Bits and pieces, 2020

Bits and pieces, 2020

This Week in Classical Music: May 11, 2020.  Bits and pieces.  Claudio Monteverdi, a great Italian composer, was born this week, on May 15th of 1567, but we’ve written about him so many Claudio Monteverditimes (here, here, here and more) that we will skip the event this time around.  Otherwise, several very good but hardly great Frenchmen: Massenet, Fauré and Satie (born on May 12th of 1842, on the same day of 1845 and on May 17th of 1866 respectively), a very nice but underappreciated Czech composer Jan Václav Voříšek was born on May 11th of 1791; he died of tuberculosis at the age of 34, who knows how far his talent would’ve carried him had he lived longer.  Then, to quote one of our earlier entries,, “Anatol Liadov, a minor but pleasant composer of short piano pieces.  Were it not for his laziness and lack for self-assurance, he might’ve developed into a major talent (Liadov was born on May 12th of 1855).”  And we cannot seriously celebrate the birthday of Maria Theresia von Paradis any longer (she was born on May 15th of 1759) because, as it turns out, the only piece of interest, Sicilienne, was written not by her but by the violinist Samuel Dushkin, who arranged the music from the second movement of Carl Maria von Weber’s Violin Sonata op. 10 no. 1 and presented it as her piece.

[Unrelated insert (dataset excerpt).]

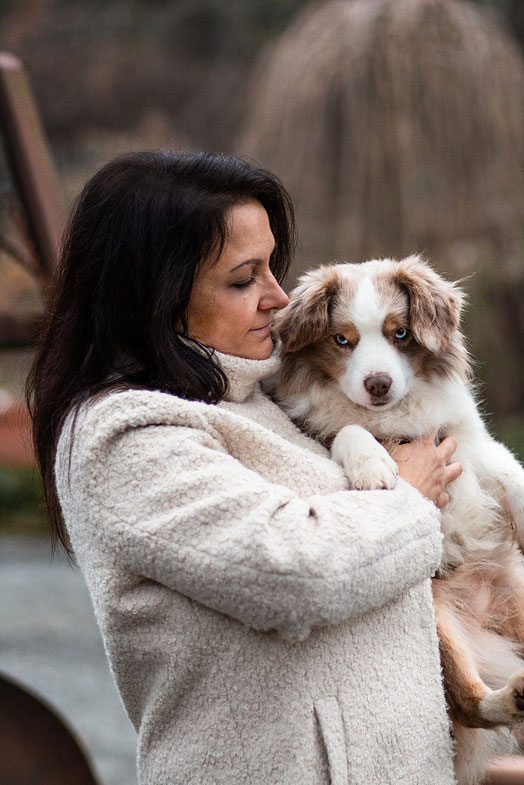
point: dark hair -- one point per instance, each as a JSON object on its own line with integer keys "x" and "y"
{"x": 139, "y": 230}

Two prominent conductors were born this week, Carlo Maria Giulini and Otto Klemperer.  We wrote about Klemperer not that long ago (here), but never about Giulini.  Carlo Maria Giulini was born on May 9th of 1914 in Barletta, in southern Italy.  He studied the viola and conducting at the Academy of Santa Cecilia and then played in the Academy’s orchestra.  In 1944 he became the orchestra’s conductor, then was hired to lead the orchestra of the Italian Radio.  In 1964 he was appointed the principal conductor at La Scala.  There he worked closely with Maria Callas and with the directors Luchino Visconti and Franco Zeffirelli.  Later he worked with Visconti at Covent Garden, London, where he conducted several operas.  During the late 1950s and 1960s Giulini was closely associated with the Philharmonia Orchestra, London.  In 1969 he became Principal guest conductor at the Chicago Symphony, and in 1978 – the Chief conductor at the Los Angeles Philharmonic.  His performances of Verdi’s Requiem were famous, and so were his staging of Mozart and Verdi operas in Los Angeles and Milan.   Giulini died in Brescia (recently an epicenter of one of the major coronavirus outbreaks in Italy) on June 14th of 2005.